Treating a Monolith Like a Microservice: Dos and Don'ts

When building a modular monolith, borrowing concepts from microservices can be highly effective, provided you avoid the pitfalls.

  • Do enforce strict boundaries. Use your language's module system (e.g., Java Modules, C# Projects) to prevent unauthorized cross-module dependencies.
  • Do design for failure. Assume a module could fail and build resilience into the workflow.
  • Don't introduce network boundaries prematurely. Keep module communication in-process to enjoy the low latency and simplicity of a single deployment.
  • Don't share a unified database transaction across modules. If a workflow spans modules, use eventual consistency and orchestration rather than a giant two-phase commit.

Example Use Cases and Benefits

Imagine an E-commerce Checkout process. It requires:

  1. Reserving inventory.
  2. Processing payment.
  3. Sending a confirmation email.
  4. Shipping the items

In a traditional monolith, this might be a single, synchronous HTTP request. If reserving the inventory or shipping the item, times out, fails or takes days there is no graceful failure condition without a complex system of job queus or external systems.

In an orchestrated modular monolith, these four steps are distinct tasks coordinated by an orchestrator. If the inventory module succeeds but the payment module encounters an error, the orchestrator pauses the workflow and retries the payment module later, or fails another way succesfully. The user gets a responsive experience, and your system remains highly reliable without the operational overhead of managing three separate microservices. In addition external systems can add additional context to this entire process by using External Events

The Quiet Power of LittleHorse.io

As you start treating your monolith's modules as independent actors, you need an orchestration engine that is fast, reliable, and unobtrusive. This is where LittleHorse.io shines as an ideal bridge.

LittleHorse was built to handle high-throughput, mission-critical workflows. In the context of a modular monolith, you can easily treat each internal module as a LittleHorse "Task Worker."

Because LittleHorse is highly performant and language-agnostic, integrating it doesn't add the heavy overhead usually associated with external orchestration. It quietly routes tasks between your monolith's modules, managing state, retries, and error handling seamlessly.

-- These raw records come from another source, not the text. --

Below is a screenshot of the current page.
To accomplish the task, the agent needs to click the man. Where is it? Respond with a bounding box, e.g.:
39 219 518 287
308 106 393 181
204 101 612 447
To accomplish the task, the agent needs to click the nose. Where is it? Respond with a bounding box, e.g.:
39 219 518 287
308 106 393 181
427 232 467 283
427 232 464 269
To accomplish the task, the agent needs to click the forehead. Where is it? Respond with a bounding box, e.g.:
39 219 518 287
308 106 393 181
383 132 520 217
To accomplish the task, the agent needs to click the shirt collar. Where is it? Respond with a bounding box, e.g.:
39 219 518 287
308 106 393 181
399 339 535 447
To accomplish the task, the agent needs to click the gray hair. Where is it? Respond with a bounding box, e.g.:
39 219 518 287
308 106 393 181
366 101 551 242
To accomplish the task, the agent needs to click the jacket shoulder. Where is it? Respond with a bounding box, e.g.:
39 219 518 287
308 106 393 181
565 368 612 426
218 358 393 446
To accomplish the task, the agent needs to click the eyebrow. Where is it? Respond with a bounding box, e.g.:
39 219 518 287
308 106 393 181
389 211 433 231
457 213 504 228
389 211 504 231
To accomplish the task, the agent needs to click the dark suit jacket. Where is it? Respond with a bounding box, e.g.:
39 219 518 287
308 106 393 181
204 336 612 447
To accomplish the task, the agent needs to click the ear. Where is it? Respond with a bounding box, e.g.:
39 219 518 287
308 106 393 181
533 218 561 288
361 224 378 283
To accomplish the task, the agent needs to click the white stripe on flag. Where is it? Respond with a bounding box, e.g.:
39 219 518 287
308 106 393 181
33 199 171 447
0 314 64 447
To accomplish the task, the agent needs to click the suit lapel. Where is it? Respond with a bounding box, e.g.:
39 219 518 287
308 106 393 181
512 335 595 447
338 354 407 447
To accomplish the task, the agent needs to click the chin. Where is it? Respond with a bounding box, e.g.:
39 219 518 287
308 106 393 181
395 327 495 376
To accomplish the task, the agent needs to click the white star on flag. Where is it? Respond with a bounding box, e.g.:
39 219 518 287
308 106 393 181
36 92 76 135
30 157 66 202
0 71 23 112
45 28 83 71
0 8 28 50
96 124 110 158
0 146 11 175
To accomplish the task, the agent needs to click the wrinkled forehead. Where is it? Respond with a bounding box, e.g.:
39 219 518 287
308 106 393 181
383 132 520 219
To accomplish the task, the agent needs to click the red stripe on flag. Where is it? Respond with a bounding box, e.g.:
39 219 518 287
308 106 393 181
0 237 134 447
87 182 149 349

More importantly, LittleHorse makes integrating your monolith into a broader microservice environment effortless. Because LittleHorse doesn't care where a Task Worker lives, a single workflow can seamlessly coordinate a task running inside your dependable monolith alongside a task running in a newly deployed microservice. It provides the perfect, low-friction integration point for hybrid architectures, quietly handling the complex state management behind the scenes. This also allows you to branch of features and functionality, avoiding the complex and lengthy development times associated with monoliths.

Summary

The choice isn't just between a tangled monolith and a sprawling microservice architecture. By adopting a modular monolith and orchestrating its workflows, you gain the operational simplicity of a single deployment alongside the resilience, visibility, and scalability of distributed systems. With tools like LittleHorse smoothly bridging the gap, you can incrementally modernize your architecture at your own pace, focusing on business value rather than infrastructure complexity.